By all rights, “American Graffiti” should be one of my favorite movies. It’s about teenagers cruising the streets and coming of age in 1962 Northern California.
The timing is close. I graduated from high school in 1959 about 90 miles from director George Lucas’ home in Modesto. It was filmed mostly In San Rafael, 10 miles from where I lived in El Cerrito. I even went several times to Mel’s Drive-In in Berkeley, part of the local chain shown in the movie.
At the film’s release in 1973, I really enjoyed it. I liked the nostalgia for a bygone era, familiar songs of the time and satisfaction of having moved beyond that silliness.

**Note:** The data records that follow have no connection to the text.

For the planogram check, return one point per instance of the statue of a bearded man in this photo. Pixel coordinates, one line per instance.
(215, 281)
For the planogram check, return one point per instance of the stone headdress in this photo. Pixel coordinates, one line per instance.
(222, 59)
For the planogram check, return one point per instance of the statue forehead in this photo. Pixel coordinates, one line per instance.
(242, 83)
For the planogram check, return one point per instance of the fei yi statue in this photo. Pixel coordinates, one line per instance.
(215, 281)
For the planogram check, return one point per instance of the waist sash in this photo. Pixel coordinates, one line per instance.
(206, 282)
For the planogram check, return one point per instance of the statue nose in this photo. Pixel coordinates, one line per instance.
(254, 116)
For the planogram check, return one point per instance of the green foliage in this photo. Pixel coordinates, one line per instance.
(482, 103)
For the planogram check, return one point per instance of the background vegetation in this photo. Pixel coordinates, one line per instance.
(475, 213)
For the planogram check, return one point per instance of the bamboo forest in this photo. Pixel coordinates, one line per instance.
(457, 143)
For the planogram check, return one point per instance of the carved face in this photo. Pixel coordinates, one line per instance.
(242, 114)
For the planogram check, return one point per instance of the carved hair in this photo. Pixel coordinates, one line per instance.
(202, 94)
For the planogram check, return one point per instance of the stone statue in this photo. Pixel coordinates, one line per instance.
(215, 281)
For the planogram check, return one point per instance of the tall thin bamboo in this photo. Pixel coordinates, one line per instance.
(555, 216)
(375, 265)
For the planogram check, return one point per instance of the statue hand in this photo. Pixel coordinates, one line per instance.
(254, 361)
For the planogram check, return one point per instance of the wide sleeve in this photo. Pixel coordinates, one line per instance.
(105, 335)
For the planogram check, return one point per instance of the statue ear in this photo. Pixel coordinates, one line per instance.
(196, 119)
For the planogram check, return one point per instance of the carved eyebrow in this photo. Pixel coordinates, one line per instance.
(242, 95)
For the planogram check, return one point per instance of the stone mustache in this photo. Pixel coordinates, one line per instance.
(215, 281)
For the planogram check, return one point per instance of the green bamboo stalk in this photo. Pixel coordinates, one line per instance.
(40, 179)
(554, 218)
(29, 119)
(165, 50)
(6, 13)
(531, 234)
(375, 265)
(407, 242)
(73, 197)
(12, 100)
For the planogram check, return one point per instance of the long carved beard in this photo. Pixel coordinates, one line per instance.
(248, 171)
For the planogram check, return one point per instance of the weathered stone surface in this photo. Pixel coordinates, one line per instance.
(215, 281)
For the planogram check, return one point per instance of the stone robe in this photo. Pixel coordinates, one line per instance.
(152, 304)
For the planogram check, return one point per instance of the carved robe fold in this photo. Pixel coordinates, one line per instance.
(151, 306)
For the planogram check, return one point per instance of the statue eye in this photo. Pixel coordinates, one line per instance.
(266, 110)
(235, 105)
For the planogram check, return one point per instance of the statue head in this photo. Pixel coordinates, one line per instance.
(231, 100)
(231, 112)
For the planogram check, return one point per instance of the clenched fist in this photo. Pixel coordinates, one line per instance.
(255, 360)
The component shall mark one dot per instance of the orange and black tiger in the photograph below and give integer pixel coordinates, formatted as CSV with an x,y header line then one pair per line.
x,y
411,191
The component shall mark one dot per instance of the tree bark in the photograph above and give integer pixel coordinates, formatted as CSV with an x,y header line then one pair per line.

Watching it again 52 years later, I hated it. How could these stupid kids simply ride up and down the street in cars and agonize over who liked whom and who didn’t? Who cares? I hated the drama of teen-age romance. Maybe because I had struggled through it later as a parent.
And why was the star character really agonizing over whether to stay in town or go to college? Of course he should leave town. His parents needed to give him a talking-to!
What I did like about watching this idiocy is that I must have moved on from the first time I saw it. This movie may have been about my era but not about me. I did not cruise up and down Macdonald Avenue in nearby Richmond (Calif.) on Saturday night. . . I’m not sure who did.
Well, maybe I did once or twice. When I was 17, I took three of my 15-year-old friends to a movie. When we left the show in our car, one kid insisted on going back to the theater to pick up a girl. When I refused, I let him out but the theater manager wouldn’t let him back in, so he walked aimlessly on the streets. The rest of us cruised the street until I picked him up again and we all went home in silence.
This was fun? Not for me. The kid I let out of the car told me several years later: “The only reason we hung out with you was because you could drive a car.” Thanks a lot, buddy! I should have left him on the sidewalk.
Another problem I had with the era: what ever happened to the real-life cruisers and drag racers? Did the boys skip college or vo-tech training and have kids and become “ditch-diggers,” as my parents threatened me? Did the girls get pregnant and have a messed-up life afterward?
I could not identify with any of the characters. I guess I liked Lucas’ “Star Wars” better. Fantasy can be better than reality.